= Boar's Nest =

Fictional restaurant

The Boar's Nest is a fictional local restaurant and tavern appearing in the television series The Dukes of Hazzard and its various spinoff films and other productions, and the movie Moonrunners.

It is the oldest establishment in Hazzard County, and is owned by Boss Hogg. It is the main social gathering place for the Duke family—cousins Bo, Luke and Daisy, and their Uncle Jesse—and their friends and adversaries. One source describes it as the place "where the Dukes unwound with a beer at the end of most episodes". Daisy is employed as a waitress at the business. In the 2007 made-for-TV movie, The Dukes of Hazzard: The Beginning, she was depicted as being conservatively-dressed until she sought a job there, adopting her trademark "sexy attire" to gain the approval of bartender Hughie Hogg.

The establishment contains ample seating room for customers, a small kitchen and a bar. The main bar also contains a popcorn machine, a jukebox, a pinball machine, a pool table and pay telephone. There is also a small stage area, where plays, contests and performances by big-name country music stars perform, usually to settle trumped up traffic violations applied by Sheriff Rosco when they pass through his jurisdiction. One group shown performing there was The Oak Ridge Boys, twice featured on the show. Member Joe Bonsall wrote that these were "[t]wo of our most popular appearances on television". Cast member Ben Jones, who played mechanic Cooter in the series, explained:

We had an occasional piece at the end of some episodes called “Boss Hogg's Speed Trap", a musical ending that featured Nashville stars who had been stopped in Hazzard's speed trap and had to perform at the Boar's Nest in lieu of a huge fine. Boss, who owned the joint, would make a killing when Tammy Wynette or Roy Orbison did a show at his honky-tonk.

Jones noted that he suggested having James Brown appear in this way, which the cast supported. The network vetoed this, asserting that this would not appeal to the show's audience, which the cast considered an insulting reaction.

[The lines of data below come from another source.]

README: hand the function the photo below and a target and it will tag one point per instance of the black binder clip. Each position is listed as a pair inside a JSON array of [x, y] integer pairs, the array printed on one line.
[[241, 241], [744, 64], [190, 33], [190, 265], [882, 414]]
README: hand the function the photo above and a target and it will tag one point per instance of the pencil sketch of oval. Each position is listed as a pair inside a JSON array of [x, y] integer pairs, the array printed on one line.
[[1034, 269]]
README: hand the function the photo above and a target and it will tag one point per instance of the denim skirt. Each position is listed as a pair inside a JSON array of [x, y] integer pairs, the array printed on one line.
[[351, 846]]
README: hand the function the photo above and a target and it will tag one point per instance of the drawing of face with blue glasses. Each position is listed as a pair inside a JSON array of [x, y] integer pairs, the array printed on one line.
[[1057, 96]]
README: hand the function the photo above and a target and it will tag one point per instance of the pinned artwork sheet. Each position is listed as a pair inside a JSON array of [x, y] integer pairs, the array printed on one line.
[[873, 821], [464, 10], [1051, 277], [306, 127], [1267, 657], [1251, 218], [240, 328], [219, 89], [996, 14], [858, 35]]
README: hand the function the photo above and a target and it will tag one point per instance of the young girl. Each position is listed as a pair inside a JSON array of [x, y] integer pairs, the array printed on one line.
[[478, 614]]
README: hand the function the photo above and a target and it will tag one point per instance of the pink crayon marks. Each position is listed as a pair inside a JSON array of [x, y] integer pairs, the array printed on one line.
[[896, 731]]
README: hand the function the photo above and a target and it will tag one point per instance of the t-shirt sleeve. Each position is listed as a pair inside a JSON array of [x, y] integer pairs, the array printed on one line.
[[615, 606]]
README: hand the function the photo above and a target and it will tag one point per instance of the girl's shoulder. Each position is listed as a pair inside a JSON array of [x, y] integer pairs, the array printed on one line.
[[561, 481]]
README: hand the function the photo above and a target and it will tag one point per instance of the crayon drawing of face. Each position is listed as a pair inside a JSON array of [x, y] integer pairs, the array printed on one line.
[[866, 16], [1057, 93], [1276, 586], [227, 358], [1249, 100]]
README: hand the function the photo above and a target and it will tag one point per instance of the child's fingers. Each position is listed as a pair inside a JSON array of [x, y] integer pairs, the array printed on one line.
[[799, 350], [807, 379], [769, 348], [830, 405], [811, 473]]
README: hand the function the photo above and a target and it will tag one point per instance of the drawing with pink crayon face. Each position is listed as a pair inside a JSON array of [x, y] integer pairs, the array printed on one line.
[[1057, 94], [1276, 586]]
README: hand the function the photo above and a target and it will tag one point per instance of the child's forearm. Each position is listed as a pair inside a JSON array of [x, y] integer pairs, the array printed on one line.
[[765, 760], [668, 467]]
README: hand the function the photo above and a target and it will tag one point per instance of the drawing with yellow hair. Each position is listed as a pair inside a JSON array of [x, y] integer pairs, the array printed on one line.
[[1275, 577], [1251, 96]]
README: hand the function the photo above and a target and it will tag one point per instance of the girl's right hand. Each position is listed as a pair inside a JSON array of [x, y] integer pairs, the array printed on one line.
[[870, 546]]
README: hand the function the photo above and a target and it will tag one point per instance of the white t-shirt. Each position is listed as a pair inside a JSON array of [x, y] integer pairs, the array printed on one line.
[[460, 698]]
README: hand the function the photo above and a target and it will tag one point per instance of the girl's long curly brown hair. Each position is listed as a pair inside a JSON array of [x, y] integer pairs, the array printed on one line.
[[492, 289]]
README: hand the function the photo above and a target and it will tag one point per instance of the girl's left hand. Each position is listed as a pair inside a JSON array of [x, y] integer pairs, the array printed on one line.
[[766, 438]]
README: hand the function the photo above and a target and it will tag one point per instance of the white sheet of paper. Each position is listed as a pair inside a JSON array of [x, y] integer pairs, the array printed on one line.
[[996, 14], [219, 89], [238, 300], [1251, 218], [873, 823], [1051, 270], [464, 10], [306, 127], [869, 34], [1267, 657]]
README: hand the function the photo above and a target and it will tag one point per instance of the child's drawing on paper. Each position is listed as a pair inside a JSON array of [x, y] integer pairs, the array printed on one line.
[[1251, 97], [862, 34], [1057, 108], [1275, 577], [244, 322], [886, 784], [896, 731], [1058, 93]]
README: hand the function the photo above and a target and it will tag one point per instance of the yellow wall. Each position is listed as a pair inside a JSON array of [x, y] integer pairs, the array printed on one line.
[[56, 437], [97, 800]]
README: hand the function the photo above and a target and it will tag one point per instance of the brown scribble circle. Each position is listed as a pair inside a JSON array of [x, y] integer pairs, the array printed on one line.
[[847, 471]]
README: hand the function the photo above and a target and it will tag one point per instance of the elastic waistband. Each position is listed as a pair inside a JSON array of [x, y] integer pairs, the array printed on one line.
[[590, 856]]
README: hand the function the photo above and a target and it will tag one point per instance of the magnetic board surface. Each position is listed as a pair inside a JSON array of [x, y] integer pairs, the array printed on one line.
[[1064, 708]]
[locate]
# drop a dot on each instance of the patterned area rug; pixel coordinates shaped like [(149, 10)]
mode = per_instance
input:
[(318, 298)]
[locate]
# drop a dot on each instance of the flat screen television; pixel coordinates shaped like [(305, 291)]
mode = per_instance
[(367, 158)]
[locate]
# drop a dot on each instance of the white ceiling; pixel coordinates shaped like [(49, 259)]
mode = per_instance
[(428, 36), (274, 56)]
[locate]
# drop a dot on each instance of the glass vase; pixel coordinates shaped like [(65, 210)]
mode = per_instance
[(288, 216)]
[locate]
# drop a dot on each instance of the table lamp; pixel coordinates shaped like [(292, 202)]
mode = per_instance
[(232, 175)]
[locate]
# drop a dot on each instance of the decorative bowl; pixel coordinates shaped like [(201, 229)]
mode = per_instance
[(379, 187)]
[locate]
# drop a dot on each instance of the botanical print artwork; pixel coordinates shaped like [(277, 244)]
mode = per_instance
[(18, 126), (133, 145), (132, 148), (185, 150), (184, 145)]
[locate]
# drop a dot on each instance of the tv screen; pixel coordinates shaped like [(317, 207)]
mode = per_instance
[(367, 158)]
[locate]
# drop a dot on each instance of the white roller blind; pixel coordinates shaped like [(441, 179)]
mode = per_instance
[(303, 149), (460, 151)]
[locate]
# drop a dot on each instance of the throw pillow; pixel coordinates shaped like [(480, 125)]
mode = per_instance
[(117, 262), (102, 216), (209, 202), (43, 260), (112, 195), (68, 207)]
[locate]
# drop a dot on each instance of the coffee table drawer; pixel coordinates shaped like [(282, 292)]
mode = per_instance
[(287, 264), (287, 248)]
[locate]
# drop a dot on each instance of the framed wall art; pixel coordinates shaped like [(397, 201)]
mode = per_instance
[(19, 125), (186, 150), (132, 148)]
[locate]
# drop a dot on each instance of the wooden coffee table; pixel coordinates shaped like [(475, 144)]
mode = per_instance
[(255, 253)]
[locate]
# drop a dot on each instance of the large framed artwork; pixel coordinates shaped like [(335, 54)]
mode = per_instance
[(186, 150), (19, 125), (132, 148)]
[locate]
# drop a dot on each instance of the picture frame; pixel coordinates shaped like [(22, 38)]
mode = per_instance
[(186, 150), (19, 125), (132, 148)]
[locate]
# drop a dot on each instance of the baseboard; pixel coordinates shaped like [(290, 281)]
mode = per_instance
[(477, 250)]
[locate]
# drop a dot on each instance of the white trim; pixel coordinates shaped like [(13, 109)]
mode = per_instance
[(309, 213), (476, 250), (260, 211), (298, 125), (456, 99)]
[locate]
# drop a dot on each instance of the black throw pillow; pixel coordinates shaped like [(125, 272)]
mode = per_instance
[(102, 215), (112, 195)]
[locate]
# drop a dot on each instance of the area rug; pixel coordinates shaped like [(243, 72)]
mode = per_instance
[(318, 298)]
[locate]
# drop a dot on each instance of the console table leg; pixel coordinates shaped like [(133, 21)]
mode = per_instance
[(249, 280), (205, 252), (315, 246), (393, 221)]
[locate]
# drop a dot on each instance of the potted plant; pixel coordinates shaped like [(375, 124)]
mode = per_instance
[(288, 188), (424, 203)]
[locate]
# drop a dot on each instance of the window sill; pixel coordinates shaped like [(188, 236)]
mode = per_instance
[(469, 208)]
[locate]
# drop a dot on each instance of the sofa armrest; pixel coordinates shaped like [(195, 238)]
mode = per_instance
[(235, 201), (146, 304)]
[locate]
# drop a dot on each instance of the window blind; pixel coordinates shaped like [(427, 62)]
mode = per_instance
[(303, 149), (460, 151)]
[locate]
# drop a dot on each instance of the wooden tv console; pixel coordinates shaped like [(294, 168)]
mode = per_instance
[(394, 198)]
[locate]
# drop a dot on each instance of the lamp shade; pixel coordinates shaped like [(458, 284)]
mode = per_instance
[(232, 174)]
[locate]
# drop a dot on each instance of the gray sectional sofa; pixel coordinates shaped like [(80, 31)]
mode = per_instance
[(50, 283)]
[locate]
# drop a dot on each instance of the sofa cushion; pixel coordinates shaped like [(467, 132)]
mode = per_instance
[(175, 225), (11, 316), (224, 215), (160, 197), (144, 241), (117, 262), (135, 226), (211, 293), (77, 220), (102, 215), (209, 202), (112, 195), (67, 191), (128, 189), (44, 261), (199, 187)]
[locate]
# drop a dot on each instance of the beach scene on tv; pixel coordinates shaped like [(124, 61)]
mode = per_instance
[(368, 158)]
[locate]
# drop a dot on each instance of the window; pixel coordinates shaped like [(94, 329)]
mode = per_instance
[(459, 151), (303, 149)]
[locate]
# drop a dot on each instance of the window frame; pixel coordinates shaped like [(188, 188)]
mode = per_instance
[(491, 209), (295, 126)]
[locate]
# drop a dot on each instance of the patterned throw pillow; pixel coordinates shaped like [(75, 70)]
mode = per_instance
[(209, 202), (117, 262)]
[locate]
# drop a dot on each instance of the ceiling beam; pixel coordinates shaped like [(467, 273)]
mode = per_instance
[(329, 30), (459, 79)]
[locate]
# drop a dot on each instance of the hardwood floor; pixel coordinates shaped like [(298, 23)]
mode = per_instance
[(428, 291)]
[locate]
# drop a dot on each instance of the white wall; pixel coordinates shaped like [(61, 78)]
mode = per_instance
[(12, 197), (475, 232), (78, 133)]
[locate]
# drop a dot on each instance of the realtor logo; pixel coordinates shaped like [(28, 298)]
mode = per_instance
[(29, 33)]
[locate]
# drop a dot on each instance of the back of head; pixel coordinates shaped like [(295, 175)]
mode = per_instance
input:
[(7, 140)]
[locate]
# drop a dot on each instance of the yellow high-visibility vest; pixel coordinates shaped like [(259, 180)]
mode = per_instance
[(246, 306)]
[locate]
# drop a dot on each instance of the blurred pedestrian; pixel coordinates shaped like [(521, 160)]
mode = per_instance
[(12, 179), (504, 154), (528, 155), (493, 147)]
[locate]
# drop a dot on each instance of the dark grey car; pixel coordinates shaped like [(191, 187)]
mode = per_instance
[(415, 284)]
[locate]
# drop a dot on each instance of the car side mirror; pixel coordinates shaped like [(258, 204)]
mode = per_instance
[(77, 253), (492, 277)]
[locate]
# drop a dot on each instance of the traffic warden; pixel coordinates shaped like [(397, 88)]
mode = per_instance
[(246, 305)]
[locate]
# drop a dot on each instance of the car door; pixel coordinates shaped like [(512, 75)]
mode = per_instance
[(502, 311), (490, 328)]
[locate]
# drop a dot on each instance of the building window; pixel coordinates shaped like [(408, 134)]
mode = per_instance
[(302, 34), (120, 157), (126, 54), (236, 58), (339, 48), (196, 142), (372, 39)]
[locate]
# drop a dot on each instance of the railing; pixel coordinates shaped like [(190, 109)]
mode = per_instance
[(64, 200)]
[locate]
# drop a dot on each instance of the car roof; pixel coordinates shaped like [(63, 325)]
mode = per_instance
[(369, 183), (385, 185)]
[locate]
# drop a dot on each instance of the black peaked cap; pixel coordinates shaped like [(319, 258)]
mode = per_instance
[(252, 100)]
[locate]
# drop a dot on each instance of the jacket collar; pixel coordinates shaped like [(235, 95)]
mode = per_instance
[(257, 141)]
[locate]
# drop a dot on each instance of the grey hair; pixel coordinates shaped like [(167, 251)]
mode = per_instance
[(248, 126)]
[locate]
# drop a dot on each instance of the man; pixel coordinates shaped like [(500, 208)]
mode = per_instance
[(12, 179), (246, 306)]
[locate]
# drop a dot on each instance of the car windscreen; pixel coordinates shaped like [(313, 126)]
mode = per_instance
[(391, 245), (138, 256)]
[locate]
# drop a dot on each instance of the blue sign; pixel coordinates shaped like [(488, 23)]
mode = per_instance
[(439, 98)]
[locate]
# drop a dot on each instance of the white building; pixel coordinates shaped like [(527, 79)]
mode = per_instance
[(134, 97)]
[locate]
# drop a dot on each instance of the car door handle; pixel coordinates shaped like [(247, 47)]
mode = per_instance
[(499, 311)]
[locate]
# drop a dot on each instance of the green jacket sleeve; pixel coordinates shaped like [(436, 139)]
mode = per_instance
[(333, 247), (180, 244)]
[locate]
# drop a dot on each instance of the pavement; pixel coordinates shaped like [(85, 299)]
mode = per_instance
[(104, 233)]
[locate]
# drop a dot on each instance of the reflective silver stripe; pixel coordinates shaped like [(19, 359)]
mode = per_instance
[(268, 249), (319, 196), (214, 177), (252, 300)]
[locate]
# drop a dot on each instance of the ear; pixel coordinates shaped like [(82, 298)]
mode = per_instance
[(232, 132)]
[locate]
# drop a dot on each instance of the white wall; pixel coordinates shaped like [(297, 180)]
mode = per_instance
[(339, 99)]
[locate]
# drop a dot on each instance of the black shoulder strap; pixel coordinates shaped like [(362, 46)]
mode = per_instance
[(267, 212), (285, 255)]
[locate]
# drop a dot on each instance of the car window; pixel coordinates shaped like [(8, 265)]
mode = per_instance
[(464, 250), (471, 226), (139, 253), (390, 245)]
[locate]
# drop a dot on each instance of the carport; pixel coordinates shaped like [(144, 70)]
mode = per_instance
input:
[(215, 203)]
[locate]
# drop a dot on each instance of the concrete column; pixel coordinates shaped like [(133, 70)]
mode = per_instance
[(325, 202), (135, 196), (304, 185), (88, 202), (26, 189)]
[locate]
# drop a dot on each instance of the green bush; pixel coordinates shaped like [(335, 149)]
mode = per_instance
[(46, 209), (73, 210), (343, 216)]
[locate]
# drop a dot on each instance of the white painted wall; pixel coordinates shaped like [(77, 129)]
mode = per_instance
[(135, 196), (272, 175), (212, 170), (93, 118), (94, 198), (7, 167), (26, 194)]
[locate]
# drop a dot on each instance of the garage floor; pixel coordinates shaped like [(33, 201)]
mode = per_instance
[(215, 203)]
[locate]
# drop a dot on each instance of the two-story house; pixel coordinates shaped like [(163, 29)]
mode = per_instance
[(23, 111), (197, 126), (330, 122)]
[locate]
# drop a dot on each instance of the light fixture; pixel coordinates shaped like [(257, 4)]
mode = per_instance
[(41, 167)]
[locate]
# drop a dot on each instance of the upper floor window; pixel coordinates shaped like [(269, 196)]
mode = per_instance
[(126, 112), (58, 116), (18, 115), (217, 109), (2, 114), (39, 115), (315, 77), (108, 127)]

In the back of the restaurant is an office where Boss Hogg conducts many of his crooked business schemes. The basement has an escape tunnel, which was used in the days when the Hogg and Duke families were involved in moonshine running and were trying to elude the authorities.

Outside the business are two HoggoCo gas pumps and ample parking space. The parking lot often serves as the starting and finishing lines for various races that take place in Hazzard County.

In the 1997 The Dukes of Hazzard: Reunion! movie, the original Boar's Nest had been burned down by a wedding party, and a new one was built in town.

==Origin==
The Boar's Nest was an actual bar in the area where Jerry Rushing used to run moonshine. His stories were the basis for the film Moonrunners (the precursor to the Dukes of Hazzard, and the first appearance of the Boar's Nest on camera). The fictional bar was also described as resembling the well-known honky-tonk, Gilley's, in Pasadena, Texas, which was used in the 1980 John Travolta film, Urban Cowboy.

The building used as the Boar's Nest at 290 Flat Rock Road, just north of Covington, Georgia, during the filming of the first five episodes of season one still exists. It is now being used as a church. During later filming of the TV series, the Boar's Nest was one of the standing sets at the Valencia Oaks ranch, near Los Angeles, California.